Born in 1930 to a poor farming family in Virginia, Gladys West was a gifted and driven student, going from a one-room schoolhouse in rural Virginia to obtain multiple degrees. After completing graduate school, West began a long career at Naval Surface Warfare Center Dahlgren Division in 1956. One of only four black employees, West was initially hired to work on programing and coding for the new computer systems that the Navy had recently adopted. West would work at Dahlgren for forty-two years on a variety of consequential projects.
Building a Trusted Future
As a project manager for the Seasat radar altimetry project, which launched the first satellite capable of monitoring the oceans, West programed the naval base’s sophisticated computer to calculate an extremely accurate geodetic Earth model using a variety of complex algorithms to account for gravitational, tidal, and other forces that can distort the Earth’s shape. West’s satellite geodesy models would eventually form the basis of the Global Positioning System (GPS).

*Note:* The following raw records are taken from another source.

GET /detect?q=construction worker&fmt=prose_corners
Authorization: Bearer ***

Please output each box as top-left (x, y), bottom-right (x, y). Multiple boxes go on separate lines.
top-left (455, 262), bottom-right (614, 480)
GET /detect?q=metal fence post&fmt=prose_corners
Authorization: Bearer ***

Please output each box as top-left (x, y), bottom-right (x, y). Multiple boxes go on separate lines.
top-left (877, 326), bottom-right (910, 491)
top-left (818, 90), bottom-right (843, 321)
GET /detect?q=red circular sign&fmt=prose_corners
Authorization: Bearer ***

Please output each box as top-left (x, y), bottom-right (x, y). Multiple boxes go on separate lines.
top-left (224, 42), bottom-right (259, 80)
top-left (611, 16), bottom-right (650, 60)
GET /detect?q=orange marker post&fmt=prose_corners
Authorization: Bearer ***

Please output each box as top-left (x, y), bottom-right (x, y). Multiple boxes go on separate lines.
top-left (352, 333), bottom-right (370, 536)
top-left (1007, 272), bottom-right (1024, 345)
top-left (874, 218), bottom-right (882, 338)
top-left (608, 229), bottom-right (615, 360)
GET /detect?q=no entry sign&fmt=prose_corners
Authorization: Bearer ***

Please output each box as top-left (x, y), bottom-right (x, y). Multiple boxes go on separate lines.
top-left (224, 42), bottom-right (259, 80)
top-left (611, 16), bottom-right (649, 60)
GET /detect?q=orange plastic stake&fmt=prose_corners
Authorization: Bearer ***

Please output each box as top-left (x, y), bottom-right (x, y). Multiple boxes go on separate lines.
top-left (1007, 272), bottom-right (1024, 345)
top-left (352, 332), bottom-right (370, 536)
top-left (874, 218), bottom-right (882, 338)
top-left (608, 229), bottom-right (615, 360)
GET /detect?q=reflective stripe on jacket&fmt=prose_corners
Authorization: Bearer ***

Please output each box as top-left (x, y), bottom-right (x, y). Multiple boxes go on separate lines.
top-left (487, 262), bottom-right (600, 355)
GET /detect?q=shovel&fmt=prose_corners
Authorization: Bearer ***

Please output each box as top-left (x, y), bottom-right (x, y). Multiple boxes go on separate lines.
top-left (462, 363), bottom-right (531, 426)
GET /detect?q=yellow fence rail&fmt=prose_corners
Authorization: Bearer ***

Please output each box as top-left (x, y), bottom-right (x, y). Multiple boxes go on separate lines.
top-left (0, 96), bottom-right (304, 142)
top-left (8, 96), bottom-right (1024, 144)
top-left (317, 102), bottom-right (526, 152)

West was also part of an important 1960s astronomical study that proved the regularity of Pluto’s motion relative to Neptune.
I felt proud of myself as a woman, knowing that I can do what I can do. But as a black woman, that’s another level where you have to prove to a society that hasn’t accepted you for what you are. What I did was keep trying to prove that I was as good as you are. There is no difference in the work we can do.